Straight Outta Pindi: ‘Pindi Aye’ is electrifying hip-hop

Osama Com Laude, also known as OCL along with Khawar Malik, spearheaded the direction that would go into the single, ‘Pindi Aye’.

By Maheen Sabeeh

Hip-hop has gained some serious traction in Pakistan. It has found its way into cinemas with films like Laal Kabootar and a new wave of artists is rising on the scene. These are young rappers who are both impressive and less about bickering and more about unity, guided by the likes of Osama Com Laude.

Osama Com Laude, also known as OCL along with Khawar Malik, spearheaded the direction that would go into the single, ‘Pindi Aye’. The result is an electrifying collaboration featuring OCL, Hashim Nawaz, Khawar Malik, Zeeru, Shuja Shah, Hamzee and Fadi. All of them have written and performed ‘Pindi Aye’ that was released on February 14. The single became a viral hit, gaining 250,000 hits in 5 days on YouTube; the collaboration picked up another 350,000 hits on Facebook.

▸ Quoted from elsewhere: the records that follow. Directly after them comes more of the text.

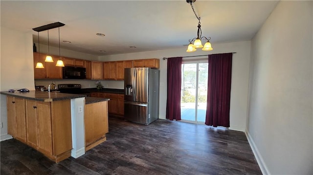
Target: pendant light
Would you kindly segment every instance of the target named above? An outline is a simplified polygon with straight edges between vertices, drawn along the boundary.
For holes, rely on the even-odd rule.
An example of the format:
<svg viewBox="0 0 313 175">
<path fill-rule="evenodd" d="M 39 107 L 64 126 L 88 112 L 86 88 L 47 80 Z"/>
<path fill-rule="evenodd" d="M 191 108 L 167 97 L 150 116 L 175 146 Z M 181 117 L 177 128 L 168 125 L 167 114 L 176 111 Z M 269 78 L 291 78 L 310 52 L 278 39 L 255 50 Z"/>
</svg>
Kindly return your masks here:
<svg viewBox="0 0 313 175">
<path fill-rule="evenodd" d="M 40 62 L 40 44 L 39 44 L 39 32 L 38 32 L 38 57 L 39 58 L 39 61 L 36 64 L 36 68 L 38 69 L 43 69 L 45 67 L 43 63 Z"/>
<path fill-rule="evenodd" d="M 59 55 L 60 56 L 60 58 L 59 60 L 57 62 L 56 66 L 59 67 L 64 67 L 64 64 L 63 63 L 63 61 L 61 59 L 61 47 L 60 46 L 60 27 L 59 28 Z"/>
<path fill-rule="evenodd" d="M 49 47 L 49 30 L 48 30 L 48 55 L 45 57 L 45 62 L 53 62 L 52 58 L 50 56 L 50 49 Z"/>
<path fill-rule="evenodd" d="M 188 48 L 186 52 L 195 52 L 197 50 L 196 48 L 202 48 L 202 50 L 205 51 L 209 51 L 213 50 L 212 48 L 212 46 L 211 45 L 211 43 L 210 43 L 210 40 L 211 39 L 211 37 L 206 38 L 205 37 L 201 37 L 201 35 L 202 35 L 202 31 L 201 31 L 201 22 L 200 22 L 200 17 L 199 17 L 196 12 L 195 11 L 195 9 L 194 9 L 194 6 L 192 5 L 192 3 L 196 1 L 196 0 L 186 0 L 188 3 L 190 4 L 190 6 L 191 6 L 191 8 L 192 8 L 192 11 L 194 12 L 196 17 L 199 20 L 199 22 L 198 23 L 198 31 L 197 31 L 197 38 L 194 38 L 192 39 L 189 39 L 189 45 L 188 46 Z M 203 46 L 202 45 L 202 43 L 201 42 L 201 40 L 202 39 L 204 39 L 204 40 L 206 40 L 206 42 L 205 44 L 204 44 L 204 46 Z M 196 40 L 195 40 L 196 39 Z M 194 41 L 194 43 L 192 43 L 192 42 Z"/>
</svg>

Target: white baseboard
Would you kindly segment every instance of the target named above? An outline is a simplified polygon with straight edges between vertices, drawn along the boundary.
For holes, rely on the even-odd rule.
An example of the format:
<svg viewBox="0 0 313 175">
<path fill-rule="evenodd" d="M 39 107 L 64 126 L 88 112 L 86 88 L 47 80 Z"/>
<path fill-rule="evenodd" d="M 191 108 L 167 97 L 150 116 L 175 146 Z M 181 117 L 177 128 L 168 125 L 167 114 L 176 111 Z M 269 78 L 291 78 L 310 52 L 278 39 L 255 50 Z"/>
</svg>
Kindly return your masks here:
<svg viewBox="0 0 313 175">
<path fill-rule="evenodd" d="M 11 139 L 13 138 L 13 137 L 12 137 L 12 136 L 8 135 L 8 134 L 4 134 L 3 135 L 1 135 L 1 136 L 0 136 L 0 141 L 4 141 L 6 140 L 8 140 L 9 139 Z"/>
<path fill-rule="evenodd" d="M 78 150 L 72 149 L 71 156 L 75 158 L 85 155 L 85 148 L 82 148 Z"/>
<path fill-rule="evenodd" d="M 258 162 L 258 164 L 260 166 L 261 171 L 262 172 L 262 174 L 263 175 L 270 175 L 269 171 L 268 171 L 268 169 L 265 162 L 264 162 L 264 160 L 262 158 L 262 155 L 260 154 L 258 148 L 256 147 L 255 143 L 254 143 L 253 139 L 251 137 L 251 135 L 250 135 L 250 134 L 249 134 L 249 132 L 246 131 L 245 133 L 246 136 L 246 137 L 248 139 L 249 144 L 250 144 L 250 147 L 251 147 L 251 149 L 252 150 L 252 152 L 255 156 L 255 158 L 256 159 L 256 161 Z"/>
</svg>

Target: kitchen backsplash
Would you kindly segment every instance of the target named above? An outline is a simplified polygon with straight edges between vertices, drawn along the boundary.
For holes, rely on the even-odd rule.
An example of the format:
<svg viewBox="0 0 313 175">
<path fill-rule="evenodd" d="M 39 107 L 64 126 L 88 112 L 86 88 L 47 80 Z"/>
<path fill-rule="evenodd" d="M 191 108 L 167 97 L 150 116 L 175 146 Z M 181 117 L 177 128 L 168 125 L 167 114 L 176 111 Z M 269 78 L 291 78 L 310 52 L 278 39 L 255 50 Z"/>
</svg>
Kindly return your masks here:
<svg viewBox="0 0 313 175">
<path fill-rule="evenodd" d="M 59 84 L 80 84 L 82 88 L 92 88 L 96 87 L 95 82 L 98 80 L 89 79 L 35 79 L 36 86 L 45 86 L 47 87 L 53 81 L 58 86 Z M 124 89 L 124 81 L 100 80 L 105 88 Z"/>
</svg>

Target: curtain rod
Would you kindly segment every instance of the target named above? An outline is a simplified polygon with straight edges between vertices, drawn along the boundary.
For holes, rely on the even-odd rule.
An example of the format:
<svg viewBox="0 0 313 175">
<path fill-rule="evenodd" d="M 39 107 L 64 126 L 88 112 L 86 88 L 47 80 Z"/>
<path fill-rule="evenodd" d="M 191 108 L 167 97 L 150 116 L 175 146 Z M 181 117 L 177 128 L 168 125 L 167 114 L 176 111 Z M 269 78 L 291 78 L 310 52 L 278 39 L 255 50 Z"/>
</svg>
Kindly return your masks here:
<svg viewBox="0 0 313 175">
<path fill-rule="evenodd" d="M 232 53 L 233 54 L 237 54 L 237 52 L 229 52 L 229 53 Z M 224 53 L 222 54 L 227 54 L 226 53 Z M 201 56 L 206 56 L 209 55 L 213 55 L 213 54 L 209 54 L 209 55 L 195 55 L 193 56 L 187 56 L 187 57 L 182 57 L 182 58 L 187 58 L 187 57 L 201 57 Z M 163 60 L 165 60 L 166 59 L 167 59 L 167 58 L 166 57 L 163 57 L 162 59 L 163 59 Z"/>
</svg>

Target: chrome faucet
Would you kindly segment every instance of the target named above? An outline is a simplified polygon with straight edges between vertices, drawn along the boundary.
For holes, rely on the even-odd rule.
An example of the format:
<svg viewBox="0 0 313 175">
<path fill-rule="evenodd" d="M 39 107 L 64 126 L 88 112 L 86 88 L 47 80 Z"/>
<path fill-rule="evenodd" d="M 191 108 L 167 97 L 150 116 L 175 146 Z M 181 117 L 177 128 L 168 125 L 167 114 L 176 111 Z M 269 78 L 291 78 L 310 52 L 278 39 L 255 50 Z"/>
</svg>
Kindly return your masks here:
<svg viewBox="0 0 313 175">
<path fill-rule="evenodd" d="M 54 83 L 54 81 L 52 82 L 52 83 L 50 84 L 49 85 L 49 86 L 48 86 L 48 92 L 50 92 L 50 90 L 51 90 L 51 86 L 52 85 L 52 89 L 56 89 L 56 87 L 57 86 L 55 85 L 55 84 Z"/>
</svg>

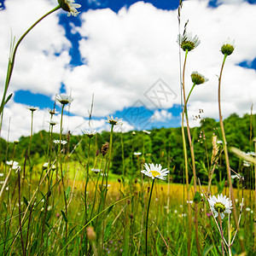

Accompanied by a music video, ‘Pindi Aye’ opens softly with elements of glitch that’s very techno-savvy before a group emerges in a circle and we are introduced to each of them as their names emerge out of nowhere and the camera pans a full 360 degrees. It is here where the mellow elements get replaced by something far more edgier as the rap begins and we are in the streets of Pindi. The first verse by Hashim Nawaz is a straight-up ode to Pindi but it’s not only the rap that elevates the song. It’s also the hook, featuring Khawar Malik, whose playful hook brings a fantastic transition. Zeeru appears and the edge is back and is so is the rap which is razor-sharp as he spits, “Uncle Se Ziyada Bachon Ki Game/Malik Aur Raja Har Bachchay Ka Naam/Pindi Naam Chahay Chota/Par Choti Ni Fame.” The rap continues with Shuja Shah followed by Hamzee followed by Fadi and finally Osama Com Laude, who raps in Urdu, while Khawar Malik provides the necessary transitions that take the song to the next level. An ode to the city from young hip-hoppers who have enormous potential, this is the kind of stuff that has viral written all over it. The unity that seeps through the music video is something beautiful.

The song, according to OCL, is an effort to bring the hip-hop scene together. Speaking to Instep, he explained how the colossal collaboration happened. “I’ve always had the inclination to do this, like a super collaboration for the city. I want to start with the city and eventually have this hope that we do a collaboration on a national level.”

He further reiterated, “We bring all the big guns of Pakistani music together to do this kind of an all-star rap song. That’ll happen too, eventually.”

OCL noted that for now though he started from his city. “I had this idea back in November and brought my friend, Khawar Malik, on the song; he’s a singer, not a rapper. He’s the only singer on the track. He played a song for me from Shuja Shah. He’s a younger rapper. They’re younger rappers so I was like tell him not to release it now and let’s do it on a bigger scale with all of us and I’m very sure, it’s going to be huge.”

“We all met up, sat down, I congregated all of them and got everyone on the same page and then me and Khawar thought about the direction and decided on all the outfits, etc. We did everything in one day; we shot in the freezing cold in one day cause I knew this was gonna blow up. Did I know it would blow up this fast? No, I didn’t see that coming?”

The song is a purely ‘Pindi’ song. “The producer,” says OCL, “(‘Pindi Jaso’ famed music producer Ghauri) is from Pindi. I have ties and links with Pindi. I graduated from Rawalpindi Medical College and all the other boys are straight out of Pindi; it’s like hardcore for the city and as genuine as you can be.”

The success of the song, says OCL, became clearer to him when he heard it in a rickshaw that was decked out with speakers, playing the song. “I knew it has taken off when I was at the gym the other day and there was a rickshaw that passed behind me playing the song. I heard it in a freaking rickshaw! When I heard that, I was like, ‘Yes, we did it. I wanted this to hit the common man and woman and it has.’